Thanks for the reply. Looks like a good deal you got. The NN 126 cost $674, the NN 14 cost $720. So not really a great difference. Ultimately a few $ won’t make a difference for the right board I will keep longer.

This explains the different types a bit more and it seems what you have (and most rec SUP are) is a planing hull. the NN seems to be a displacement hull. Many racing SUP are 25"wide, the NN is 30" wide. they call it more the touring category. it also explains why the NN with similar volume has a much lower weight rating than similar volume planing hulls.

By beginner/intermediate/advanced I meant there are very wide SUP for beginners, than narrower ones for people that are more stable. and finally narrow ones more for speed and experienced riders. I kind of want to skip the very wide type since that likely isn’t great for longer distances.
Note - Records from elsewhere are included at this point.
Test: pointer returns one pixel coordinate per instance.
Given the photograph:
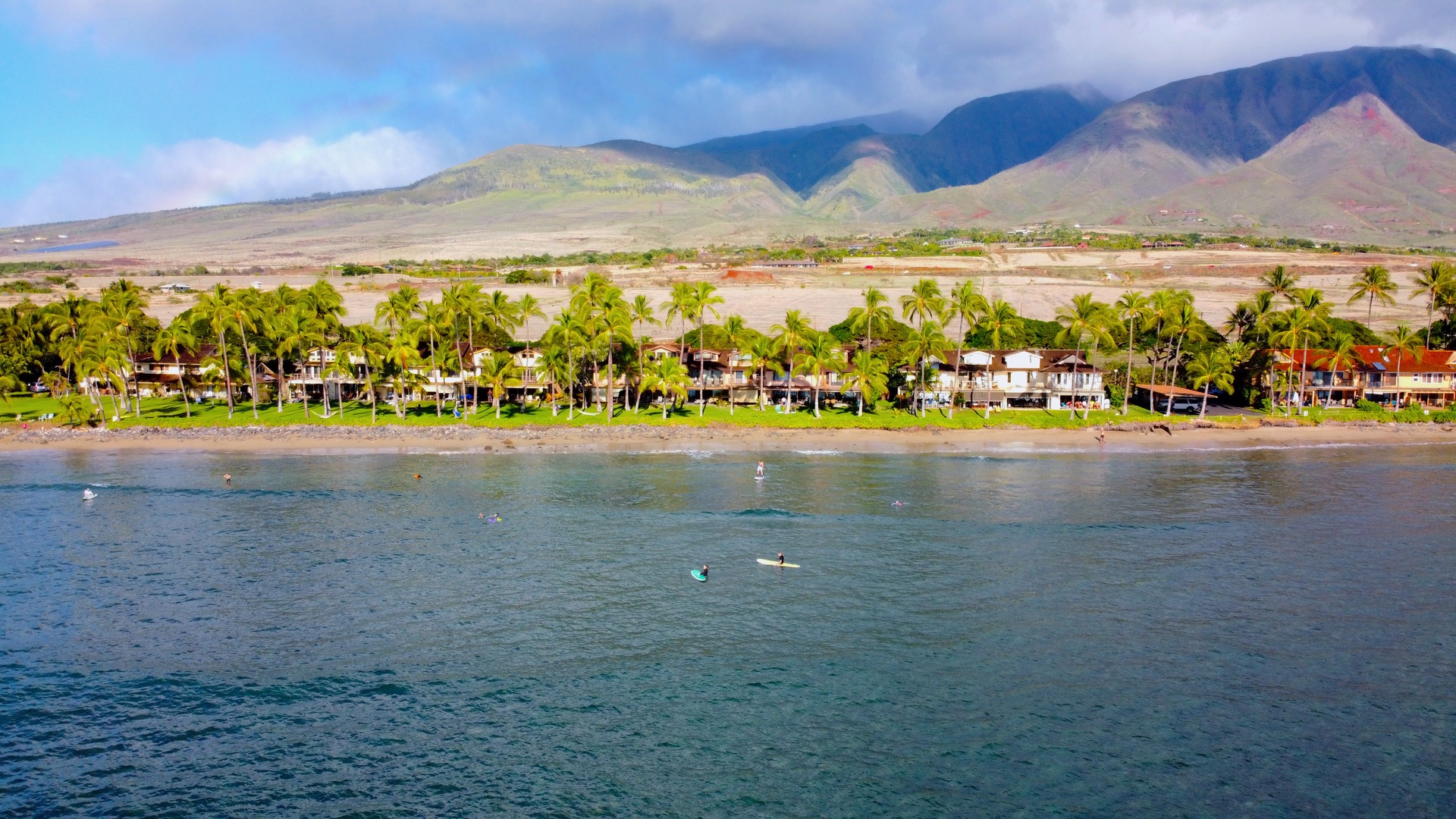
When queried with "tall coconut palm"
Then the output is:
(1340, 354)
(1002, 322)
(641, 312)
(1373, 284)
(463, 302)
(788, 338)
(1432, 283)
(874, 312)
(925, 343)
(174, 340)
(680, 306)
(1210, 369)
(1134, 309)
(704, 302)
(669, 378)
(764, 356)
(1402, 341)
(213, 311)
(1084, 319)
(739, 337)
(821, 354)
(1280, 281)
(402, 356)
(965, 305)
(498, 372)
(868, 376)
(1184, 325)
There still is time. But unless I hear of bad experience with the needle nose I’m inclined to try that since it may work better for my plan to also kayak and go some distances besides the typical swimming/playing. SE Eagle also seems to be a solid company.

I’ve been thinking between the 12.5’and the 14’N N. I think the longer one may be better. I feel if I get the shorter one, I always will think the longer one would have been faster and more stable. Some reviewers noted they upgraded from the shorter to the longer (but didn’t state their weight).

Edit: SE also has a planing hull SUP, the longboard. The 12.5’ version is available on ebay for $500 with a seat. that isn’t a bad deal should I want to try out a planing hull board. That one is discontinued and they now only have the 11’version.